Krzywym okiem Stefan Friedmann 5,5
ocenił(a) na 53 lata temu Książka z kategorii 'prezent' i tak właśnie do mnie trafiła. Ładnie wydana, w oprawie graficznej Piotra Bogusławskiego. Spodoba się sympatykom ironii, autoironii, purnonsensu - kiedyś ulubieńcami autora byli Bracia Marx ...moimi też ;)
To satyryczna teleopowieść - kąśliwe uwagi o telewizji. Między wierszami autor- aktor, pamiętny Klein z filmu "Lalka" ( komunizujący subiekt w sklepie Wokulskiego ) wspomina artystów TV z dawnych lat. Zachęca do oglądania teatralnej klasyki :
,,Sporo młodzieży włączyło telewizor na Ożenek, myśląc że to kolejny reality show, jak się bogato ochajtnąć, albo transmisja z kolejnego ślubu Ibisza. Nic z tego. Była to sztuka teatralna niejakiego Gogola. A co ciekawsze, wielu nie wyłączyło odbiornika i ze śmiechem oglądało fantastyczne popisy aktorskie Brusikiewicza, Kobuszewskiego, Seniuk, Pokory i innych. Oglądajmy stare kawałki, skoro nie potrafimy robić takich nowych ! "
CYTATY :
- Panu Malinowskiemu z Ożarowa odpowiadamy : Trochę pan pomylił 10 przykazań to Dekalog, a nie Dekameron. Ale miło, że w ogóle czegoś pan przestrzega .

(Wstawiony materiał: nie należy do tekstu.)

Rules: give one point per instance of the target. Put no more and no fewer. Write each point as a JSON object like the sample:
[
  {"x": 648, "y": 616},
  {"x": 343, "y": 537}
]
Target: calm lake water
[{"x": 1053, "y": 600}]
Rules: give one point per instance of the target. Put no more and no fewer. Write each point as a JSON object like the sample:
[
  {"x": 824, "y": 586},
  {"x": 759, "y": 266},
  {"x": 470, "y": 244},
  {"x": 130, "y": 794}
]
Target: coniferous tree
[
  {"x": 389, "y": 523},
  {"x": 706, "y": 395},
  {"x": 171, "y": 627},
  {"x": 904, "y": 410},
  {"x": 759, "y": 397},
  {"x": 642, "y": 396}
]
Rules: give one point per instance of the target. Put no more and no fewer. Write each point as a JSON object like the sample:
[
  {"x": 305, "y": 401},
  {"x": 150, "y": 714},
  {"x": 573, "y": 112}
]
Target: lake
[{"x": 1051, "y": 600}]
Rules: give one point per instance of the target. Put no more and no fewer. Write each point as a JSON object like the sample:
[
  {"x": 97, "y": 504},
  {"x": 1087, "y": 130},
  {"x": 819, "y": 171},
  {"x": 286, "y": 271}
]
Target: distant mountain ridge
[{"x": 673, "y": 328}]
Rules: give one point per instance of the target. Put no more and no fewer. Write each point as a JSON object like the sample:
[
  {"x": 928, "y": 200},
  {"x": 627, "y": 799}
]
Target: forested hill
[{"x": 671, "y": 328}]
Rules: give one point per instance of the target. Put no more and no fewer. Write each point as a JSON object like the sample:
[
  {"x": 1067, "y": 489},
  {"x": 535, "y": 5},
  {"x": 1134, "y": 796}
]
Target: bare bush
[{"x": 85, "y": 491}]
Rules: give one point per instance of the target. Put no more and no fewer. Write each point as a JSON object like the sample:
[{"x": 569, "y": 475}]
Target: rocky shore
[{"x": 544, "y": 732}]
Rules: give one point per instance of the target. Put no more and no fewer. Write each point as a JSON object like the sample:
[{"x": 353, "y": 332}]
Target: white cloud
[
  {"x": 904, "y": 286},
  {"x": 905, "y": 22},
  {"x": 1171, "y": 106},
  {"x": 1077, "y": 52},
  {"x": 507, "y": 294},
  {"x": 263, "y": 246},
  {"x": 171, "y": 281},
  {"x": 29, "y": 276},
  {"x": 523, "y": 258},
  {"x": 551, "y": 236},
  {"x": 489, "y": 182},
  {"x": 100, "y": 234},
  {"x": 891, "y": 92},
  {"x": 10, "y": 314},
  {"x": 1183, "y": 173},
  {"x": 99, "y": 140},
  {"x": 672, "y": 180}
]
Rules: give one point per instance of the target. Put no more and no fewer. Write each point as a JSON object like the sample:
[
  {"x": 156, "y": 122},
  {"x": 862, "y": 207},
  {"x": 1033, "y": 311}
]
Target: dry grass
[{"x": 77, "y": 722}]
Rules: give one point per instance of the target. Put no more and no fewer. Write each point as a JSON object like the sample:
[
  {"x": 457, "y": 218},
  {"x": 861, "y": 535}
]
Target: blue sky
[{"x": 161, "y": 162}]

- Jedna z reklam pasty, która wybiela nie niszcząc szkliwa, przypomina mi przedwojenną o pierożkach, które przeczyszczają nie przerywając snu .
- Z ciekawą i oryginalną propozycją występują ostatnio twórcy niektórych programów telewizyjnych. Otóż zwracają się oni przymilnie do widza, żeby sam napisał scenariusz, a w nim to co lubi i chciałby oglądać. Sądząc po niektórych programach, dzieje się tak od dawna.
- Najważniejsze, żeby ciepło było w głowę. Bo przez nią ucieka 70 % ciepłoty człowieczej. Mój kolega zrobił doświadczenie. Chodził nago, ale w berecie. I możecie nie wierzyć, ale uciekło mu tylko 30 %. Resztę udało się złapać straży miejskiej.